Use flies with lots of red and white in them (a Royal Coachman is a good starting pattern) and make things easier for all by crimping down the barbs on all your hooks. You can keep five trout per day but why would you? I stop at two and have them as a mini shore dinner with tea and fiddleheads, and then continue fishing till it’s time to go – catch and release all the way.
Landlocked salmon are more likely to be found in the larger rivers, but their habitat preferences are not much different than that of the average brook trout, which is why we tend to encounter both species in the same water.
At the peak of the spring season I count salmon as far more aggressive than brook trout, but I think that’s because landlocks are faster, more hyper-active fish – sort of like a roadrunner dancing around a dodo. There have been times when I would wade into the river to begin casting to the head of a pool only to have pods of salmon rising all around me, some close enough to net if I were quick enough! This doesn’t happen every day but mid-May is the best time to be on hand for the landlocked salmon version of “Splash Dance.” I was fishing the Sebec River in May years ago and actually had a salmon jump into my net! He was under 14 inches and too short to keep but still, a memorable trip.

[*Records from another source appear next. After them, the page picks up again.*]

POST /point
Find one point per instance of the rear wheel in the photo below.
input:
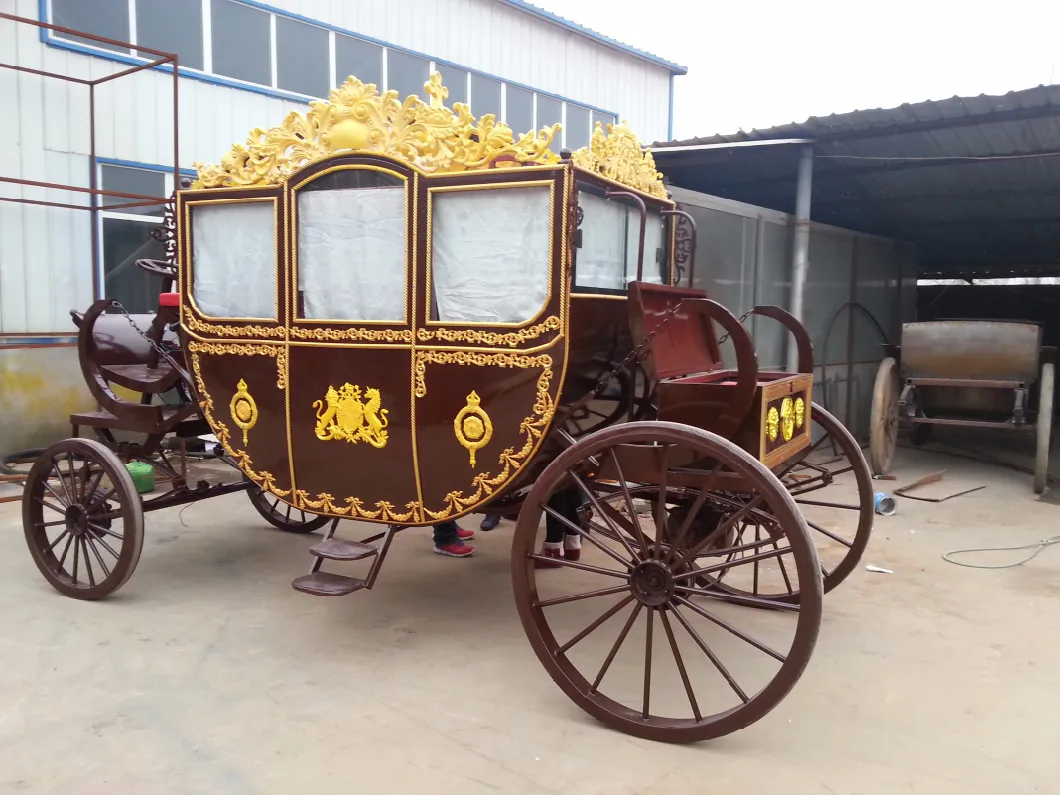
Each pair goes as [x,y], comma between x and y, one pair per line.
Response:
[83,518]
[1043,431]
[281,515]
[671,678]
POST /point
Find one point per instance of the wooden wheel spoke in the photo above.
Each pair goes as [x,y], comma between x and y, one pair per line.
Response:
[660,514]
[580,566]
[830,534]
[842,506]
[681,664]
[776,552]
[611,516]
[66,550]
[711,656]
[99,558]
[729,628]
[616,647]
[76,552]
[63,481]
[45,502]
[579,597]
[107,546]
[88,563]
[648,666]
[588,536]
[720,531]
[584,633]
[55,543]
[720,595]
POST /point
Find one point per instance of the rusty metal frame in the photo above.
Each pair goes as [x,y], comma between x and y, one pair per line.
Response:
[160,59]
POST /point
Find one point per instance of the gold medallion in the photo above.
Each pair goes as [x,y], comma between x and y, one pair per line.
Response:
[244,409]
[472,426]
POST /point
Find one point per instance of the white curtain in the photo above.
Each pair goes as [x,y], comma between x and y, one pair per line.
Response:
[601,259]
[653,243]
[351,253]
[490,254]
[233,260]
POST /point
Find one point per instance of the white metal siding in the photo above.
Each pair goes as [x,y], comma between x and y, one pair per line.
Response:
[46,252]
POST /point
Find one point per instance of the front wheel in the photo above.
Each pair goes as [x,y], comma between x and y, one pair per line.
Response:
[83,518]
[679,663]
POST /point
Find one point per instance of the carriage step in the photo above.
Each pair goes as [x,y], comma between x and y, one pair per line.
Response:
[321,583]
[339,549]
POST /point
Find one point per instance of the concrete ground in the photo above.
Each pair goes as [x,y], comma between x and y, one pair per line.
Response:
[207,673]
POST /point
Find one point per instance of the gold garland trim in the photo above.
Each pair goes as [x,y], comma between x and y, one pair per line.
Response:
[232,331]
[280,352]
[356,117]
[491,338]
[618,155]
[471,357]
[372,335]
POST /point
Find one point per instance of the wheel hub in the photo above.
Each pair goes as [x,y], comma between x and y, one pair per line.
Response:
[76,518]
[652,583]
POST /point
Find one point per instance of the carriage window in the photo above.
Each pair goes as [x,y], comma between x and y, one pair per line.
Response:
[233,259]
[611,241]
[351,247]
[490,254]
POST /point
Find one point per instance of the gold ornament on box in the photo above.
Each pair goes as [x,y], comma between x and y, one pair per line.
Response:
[356,117]
[473,426]
[618,155]
[244,409]
[772,423]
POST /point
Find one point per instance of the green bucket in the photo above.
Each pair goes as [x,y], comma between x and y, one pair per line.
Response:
[143,476]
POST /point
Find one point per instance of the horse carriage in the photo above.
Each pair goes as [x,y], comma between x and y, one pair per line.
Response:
[396,314]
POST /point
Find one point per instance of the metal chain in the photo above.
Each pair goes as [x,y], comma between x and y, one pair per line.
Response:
[158,349]
[741,319]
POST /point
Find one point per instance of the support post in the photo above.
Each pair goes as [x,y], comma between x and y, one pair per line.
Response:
[800,247]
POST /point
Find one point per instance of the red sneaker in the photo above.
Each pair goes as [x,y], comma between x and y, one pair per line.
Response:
[558,553]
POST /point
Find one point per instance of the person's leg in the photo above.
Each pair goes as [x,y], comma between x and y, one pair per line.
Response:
[447,541]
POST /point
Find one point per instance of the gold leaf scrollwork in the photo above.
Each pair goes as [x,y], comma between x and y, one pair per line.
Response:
[618,155]
[244,409]
[788,419]
[264,479]
[772,423]
[356,117]
[345,417]
[490,338]
[472,425]
[232,331]
[369,335]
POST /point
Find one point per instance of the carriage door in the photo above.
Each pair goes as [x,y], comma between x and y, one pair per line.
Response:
[351,338]
[492,343]
[232,317]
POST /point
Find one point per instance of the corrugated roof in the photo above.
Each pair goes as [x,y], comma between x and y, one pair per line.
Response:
[973,181]
[595,35]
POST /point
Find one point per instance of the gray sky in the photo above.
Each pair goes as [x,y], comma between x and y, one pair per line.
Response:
[765,63]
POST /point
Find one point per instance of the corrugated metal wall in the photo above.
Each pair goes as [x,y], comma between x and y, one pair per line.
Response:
[46,253]
[743,259]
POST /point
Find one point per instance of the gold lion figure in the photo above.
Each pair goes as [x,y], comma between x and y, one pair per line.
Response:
[345,417]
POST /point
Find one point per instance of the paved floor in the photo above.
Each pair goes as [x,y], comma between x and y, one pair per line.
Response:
[208,674]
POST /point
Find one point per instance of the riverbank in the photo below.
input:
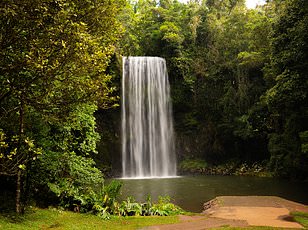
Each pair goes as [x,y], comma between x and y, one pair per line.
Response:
[224,212]
[253,212]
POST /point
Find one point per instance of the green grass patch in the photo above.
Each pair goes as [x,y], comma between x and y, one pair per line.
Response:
[301,217]
[56,219]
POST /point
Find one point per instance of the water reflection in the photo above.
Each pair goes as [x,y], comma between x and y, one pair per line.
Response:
[191,192]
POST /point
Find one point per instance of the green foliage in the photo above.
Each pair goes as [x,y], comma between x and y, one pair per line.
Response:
[193,165]
[11,161]
[53,218]
[164,208]
[74,179]
[301,217]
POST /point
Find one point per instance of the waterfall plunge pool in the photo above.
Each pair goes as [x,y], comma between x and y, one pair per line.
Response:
[191,192]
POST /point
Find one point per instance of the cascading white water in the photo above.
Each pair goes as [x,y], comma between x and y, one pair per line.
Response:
[147,126]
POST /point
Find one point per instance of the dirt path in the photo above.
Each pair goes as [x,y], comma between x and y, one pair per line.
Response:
[240,211]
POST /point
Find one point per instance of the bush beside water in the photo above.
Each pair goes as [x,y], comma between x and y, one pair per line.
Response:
[198,166]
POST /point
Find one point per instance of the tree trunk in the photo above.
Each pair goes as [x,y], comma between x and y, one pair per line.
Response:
[19,208]
[18,193]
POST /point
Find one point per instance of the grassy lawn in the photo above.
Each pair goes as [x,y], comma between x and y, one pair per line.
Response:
[55,219]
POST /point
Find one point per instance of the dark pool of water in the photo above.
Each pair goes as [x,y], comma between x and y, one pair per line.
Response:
[190,192]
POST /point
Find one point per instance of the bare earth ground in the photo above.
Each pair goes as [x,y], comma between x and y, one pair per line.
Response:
[240,211]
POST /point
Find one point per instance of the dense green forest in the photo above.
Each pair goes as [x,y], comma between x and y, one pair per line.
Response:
[238,80]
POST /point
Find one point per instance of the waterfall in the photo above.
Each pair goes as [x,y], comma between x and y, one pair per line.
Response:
[147,126]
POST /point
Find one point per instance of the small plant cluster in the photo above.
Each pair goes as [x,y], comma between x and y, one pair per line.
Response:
[197,166]
[105,204]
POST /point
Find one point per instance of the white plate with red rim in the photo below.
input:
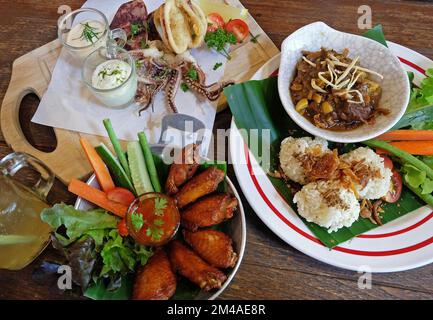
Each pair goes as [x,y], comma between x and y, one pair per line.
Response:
[402,244]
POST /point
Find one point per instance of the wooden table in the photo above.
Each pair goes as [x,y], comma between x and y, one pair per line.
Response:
[271,269]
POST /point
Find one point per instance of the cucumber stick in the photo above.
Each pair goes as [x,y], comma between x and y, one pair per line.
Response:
[117,148]
[120,176]
[137,165]
[149,161]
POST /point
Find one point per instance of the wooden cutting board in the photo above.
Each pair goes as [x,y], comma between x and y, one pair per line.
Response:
[31,73]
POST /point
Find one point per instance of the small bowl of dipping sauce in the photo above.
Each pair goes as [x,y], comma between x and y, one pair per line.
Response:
[153,219]
[109,73]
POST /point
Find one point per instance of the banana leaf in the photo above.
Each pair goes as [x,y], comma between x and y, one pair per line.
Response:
[256,105]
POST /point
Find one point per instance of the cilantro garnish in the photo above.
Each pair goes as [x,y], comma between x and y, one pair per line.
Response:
[89,33]
[219,39]
[158,222]
[184,87]
[154,232]
[160,205]
[217,65]
[137,220]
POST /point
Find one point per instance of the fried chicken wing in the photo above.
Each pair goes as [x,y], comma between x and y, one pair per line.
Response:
[194,268]
[209,211]
[213,246]
[183,168]
[199,186]
[156,280]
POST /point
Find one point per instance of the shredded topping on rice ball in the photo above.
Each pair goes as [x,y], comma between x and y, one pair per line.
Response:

When fly-fishing for salmon I’m fond of nymphs, streamers and wet flies, which are easier to fish upstream and in fast current. As I said, I am not an expert fly-rodder and have all sorts of trouble on big water with long casts. I keep my line close and tight and do alright, but there are some situations where I either need to tie on a bait or lure or go home.
Fortunately, nymphs represent 99 percent of a salmon’s diet so the odds of catching at least one are good. I position myself directly below the current seam and cast above where I expect the fish to be. I strip line as quickly as necessary to keep the fly coming straight back to me and watch my strike indicator (a small piece of orange yarn). If it stops, slows or jerks I jerk back and, with luck, will be tight to a leaping, silvery salmon – hopefully one over 14 inches!
Again, I crimp my barbs to avoid injuring any fish. Relatively speaking there will be scads of sub-legal salmon to every keeper that comes to the net. Because salmon are frisky, flighty, energetic fish I try to bring the short ones in quickly and, with a flick of my wrist, unhook them while they are still in the water.
It takes some time to release a completely spent fish in fast-moving water, and if you don’t take time to revive the fish he will be swept helplessly downstream and likely end up on the bottom, food for the mink and otters.
If you are going to fish at all this year, go now. Conditions are perfect for and all species should be biting now. And, if you hit it just right there won’t be any black flies biting YOU!